Employment Law Report
Secretary of Labor-Designate Thomas Perez Faces Questioning at His Confirmation Hearing Over Deal Made in Whistleblower Case
On April 18, 2013, the U.S. Senate Health, Education, Labor and Pensions Committee held a hearing on the nomination of Thomas Perez to be the U.S. Secretary of Labor. The ranking Republican on the committee, Senator Lamar Alexander (R-Tenn.), questioned Perez regarding his role in the Justice Department’s deciding not to intervene in a whistleblower case pending in Minnesota during the time Perez has been in charge of the Civil Rights Division at the Department of Justice. Under the federal False Claims Act, if a recipient of federal funds misuses or misappropriates federal funds, it can be prosecuted under that law and any person (relator) who pursues that case can receive a portion of the recovery. At the outset of such cases, the federal government is permitted time to consider whether it wants to intervene as a party to the case.

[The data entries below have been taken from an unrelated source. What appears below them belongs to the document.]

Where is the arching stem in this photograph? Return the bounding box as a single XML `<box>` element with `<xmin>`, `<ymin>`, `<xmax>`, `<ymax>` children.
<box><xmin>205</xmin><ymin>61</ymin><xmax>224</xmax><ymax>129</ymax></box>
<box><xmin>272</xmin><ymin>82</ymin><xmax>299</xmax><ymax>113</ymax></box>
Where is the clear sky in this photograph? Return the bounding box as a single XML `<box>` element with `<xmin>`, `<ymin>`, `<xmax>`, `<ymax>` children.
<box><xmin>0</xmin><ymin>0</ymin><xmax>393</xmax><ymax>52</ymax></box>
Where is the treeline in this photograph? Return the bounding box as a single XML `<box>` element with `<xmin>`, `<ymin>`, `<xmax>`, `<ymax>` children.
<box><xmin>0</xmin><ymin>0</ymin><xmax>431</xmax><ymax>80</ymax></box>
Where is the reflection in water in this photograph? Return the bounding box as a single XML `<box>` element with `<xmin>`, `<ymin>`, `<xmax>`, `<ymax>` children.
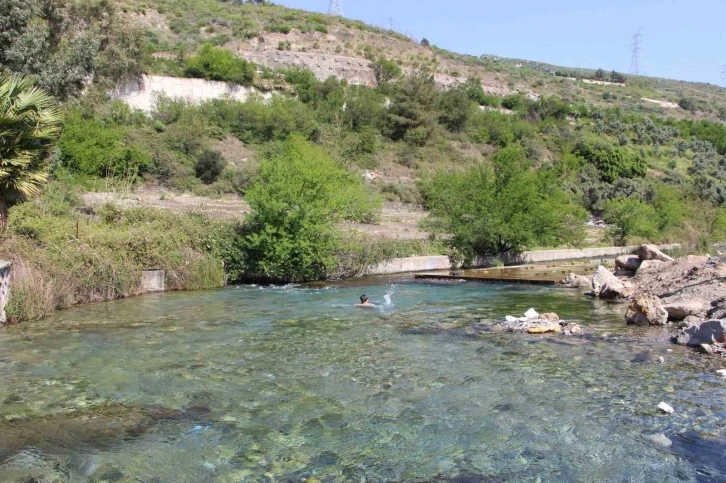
<box><xmin>0</xmin><ymin>279</ymin><xmax>726</xmax><ymax>482</ymax></box>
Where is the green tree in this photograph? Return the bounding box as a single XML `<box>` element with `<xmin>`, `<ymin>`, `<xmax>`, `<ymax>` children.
<box><xmin>370</xmin><ymin>56</ymin><xmax>402</xmax><ymax>84</ymax></box>
<box><xmin>422</xmin><ymin>146</ymin><xmax>586</xmax><ymax>263</ymax></box>
<box><xmin>0</xmin><ymin>73</ymin><xmax>61</xmax><ymax>230</ymax></box>
<box><xmin>184</xmin><ymin>44</ymin><xmax>256</xmax><ymax>85</ymax></box>
<box><xmin>604</xmin><ymin>197</ymin><xmax>657</xmax><ymax>245</ymax></box>
<box><xmin>386</xmin><ymin>71</ymin><xmax>439</xmax><ymax>145</ymax></box>
<box><xmin>439</xmin><ymin>88</ymin><xmax>476</xmax><ymax>132</ymax></box>
<box><xmin>227</xmin><ymin>135</ymin><xmax>378</xmax><ymax>282</ymax></box>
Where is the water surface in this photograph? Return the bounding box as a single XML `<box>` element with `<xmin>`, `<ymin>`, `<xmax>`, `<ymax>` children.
<box><xmin>0</xmin><ymin>279</ymin><xmax>726</xmax><ymax>482</ymax></box>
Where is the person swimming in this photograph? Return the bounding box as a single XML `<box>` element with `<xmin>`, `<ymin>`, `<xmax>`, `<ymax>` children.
<box><xmin>355</xmin><ymin>294</ymin><xmax>375</xmax><ymax>308</ymax></box>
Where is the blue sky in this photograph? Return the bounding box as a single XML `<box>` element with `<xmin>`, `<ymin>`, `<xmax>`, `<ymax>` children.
<box><xmin>277</xmin><ymin>0</ymin><xmax>726</xmax><ymax>85</ymax></box>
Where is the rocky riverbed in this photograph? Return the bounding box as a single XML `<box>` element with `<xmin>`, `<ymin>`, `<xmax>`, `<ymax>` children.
<box><xmin>562</xmin><ymin>245</ymin><xmax>726</xmax><ymax>355</ymax></box>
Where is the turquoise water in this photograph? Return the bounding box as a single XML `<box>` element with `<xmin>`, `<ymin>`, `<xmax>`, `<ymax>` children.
<box><xmin>0</xmin><ymin>279</ymin><xmax>726</xmax><ymax>483</ymax></box>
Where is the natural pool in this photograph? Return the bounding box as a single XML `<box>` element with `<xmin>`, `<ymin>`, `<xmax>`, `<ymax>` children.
<box><xmin>0</xmin><ymin>278</ymin><xmax>726</xmax><ymax>482</ymax></box>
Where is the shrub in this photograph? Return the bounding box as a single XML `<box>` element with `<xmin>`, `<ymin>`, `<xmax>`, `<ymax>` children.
<box><xmin>422</xmin><ymin>146</ymin><xmax>586</xmax><ymax>263</ymax></box>
<box><xmin>58</xmin><ymin>112</ymin><xmax>151</xmax><ymax>177</ymax></box>
<box><xmin>604</xmin><ymin>198</ymin><xmax>657</xmax><ymax>245</ymax></box>
<box><xmin>194</xmin><ymin>149</ymin><xmax>227</xmax><ymax>184</ymax></box>
<box><xmin>574</xmin><ymin>142</ymin><xmax>648</xmax><ymax>183</ymax></box>
<box><xmin>184</xmin><ymin>44</ymin><xmax>256</xmax><ymax>85</ymax></box>
<box><xmin>229</xmin><ymin>136</ymin><xmax>377</xmax><ymax>282</ymax></box>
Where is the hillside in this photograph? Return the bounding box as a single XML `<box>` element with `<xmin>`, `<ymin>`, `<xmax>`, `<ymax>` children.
<box><xmin>0</xmin><ymin>0</ymin><xmax>726</xmax><ymax>324</ymax></box>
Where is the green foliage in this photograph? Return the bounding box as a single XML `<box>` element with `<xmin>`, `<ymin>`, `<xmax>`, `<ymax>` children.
<box><xmin>229</xmin><ymin>136</ymin><xmax>378</xmax><ymax>282</ymax></box>
<box><xmin>386</xmin><ymin>72</ymin><xmax>439</xmax><ymax>146</ymax></box>
<box><xmin>574</xmin><ymin>142</ymin><xmax>648</xmax><ymax>183</ymax></box>
<box><xmin>370</xmin><ymin>57</ymin><xmax>402</xmax><ymax>84</ymax></box>
<box><xmin>423</xmin><ymin>146</ymin><xmax>585</xmax><ymax>263</ymax></box>
<box><xmin>184</xmin><ymin>44</ymin><xmax>255</xmax><ymax>85</ymax></box>
<box><xmin>604</xmin><ymin>198</ymin><xmax>657</xmax><ymax>245</ymax></box>
<box><xmin>0</xmin><ymin>0</ymin><xmax>143</xmax><ymax>99</ymax></box>
<box><xmin>439</xmin><ymin>88</ymin><xmax>476</xmax><ymax>132</ymax></box>
<box><xmin>194</xmin><ymin>149</ymin><xmax>227</xmax><ymax>184</ymax></box>
<box><xmin>58</xmin><ymin>111</ymin><xmax>151</xmax><ymax>178</ymax></box>
<box><xmin>0</xmin><ymin>72</ymin><xmax>61</xmax><ymax>212</ymax></box>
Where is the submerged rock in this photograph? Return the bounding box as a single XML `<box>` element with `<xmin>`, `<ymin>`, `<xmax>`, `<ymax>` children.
<box><xmin>625</xmin><ymin>293</ymin><xmax>668</xmax><ymax>325</ymax></box>
<box><xmin>560</xmin><ymin>273</ymin><xmax>592</xmax><ymax>289</ymax></box>
<box><xmin>658</xmin><ymin>402</ymin><xmax>676</xmax><ymax>414</ymax></box>
<box><xmin>592</xmin><ymin>265</ymin><xmax>633</xmax><ymax>300</ymax></box>
<box><xmin>615</xmin><ymin>255</ymin><xmax>642</xmax><ymax>272</ymax></box>
<box><xmin>663</xmin><ymin>300</ymin><xmax>704</xmax><ymax>320</ymax></box>
<box><xmin>673</xmin><ymin>319</ymin><xmax>726</xmax><ymax>347</ymax></box>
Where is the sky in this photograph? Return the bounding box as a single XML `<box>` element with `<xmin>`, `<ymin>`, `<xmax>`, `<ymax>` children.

Senator Alexander asked Perez if there had been an agreement with city officials in St. Paul, Minnesota that they would not appeal a specific case to the Supreme Court that could have resulted in a decision unfavorable to the Civil Rights Division’s position on discrimination law in exchange for not intervening in the pending whistleblower case against St. Paul. Perez indicated that while he had requested the St. Paul officials to not appeal the discrimination case, it was not his decision as to whether the government would intervene in a whistleblower case. Perez testified that that was a decision to be made by a colleague—the head of the Justice Department’s Civil Division. Perez did indicate that such an agreement was ultimately reached, however, but that it had been initially proposed by St. Paul officials and the decision not to intervene had been made by the Civil Division not his Division . Perez further testified that it was his understanding that the Civil Division had concluded that the St. Paul case lacked merit.
Alexander contended that by not intervening in the whistleblower case in Minnesota, the federal government had in fact missed out on a $200,000,000 recovery that ultimately resulted in the St. Paul False Claims Act litigation.
During the hearing, Alexander stated:
“Here is the way it looks to me: You are in one division of the Department of Justice. You see St. Paul in the Supreme Court with a case that you are afraid would produce the wrong result. To me it is an extraordinary thing that you would then become involved with the city of St. Paul – with another division of the Department of Justice and with the Department of Housing and Urban Development which had originally recommended that the whistleblower case be taken by the Department of Justice. And the end result after you’re involved with all this is that the Department of Justice declines to become involved in the whistleblower case. We know that 90 percent of the time, when the Justice Department does get involved, the case succeeds. So it declines to become involved, the case doesn’t collect the money. St. Paul agrees to withdraw the lawsuit that might produce the result that you don’t like. That seems to me to be an extraordinary amount of wheeling and dealing outside the normal responsibilities of the Assistant Attorney General for Civil Rights. It seems you have a duty to the government to collect the money [owed to taxpayers], a duty to protect the whistleblower who is left hanging in the wind, and at the same time it seems to me that you are manipulating the legal process to try to get the result you want in the Supreme Court in a way that seems inappropriate for the Assistant Attorney General of the US.”
Alexander also called on Perez to provide emails and other documents for which there is an outstanding subpoena. Additionally, Alexander has requested copies of transcribed interviews obtained during the Department of Justice Inspector General’s earlier investigation of these allegations.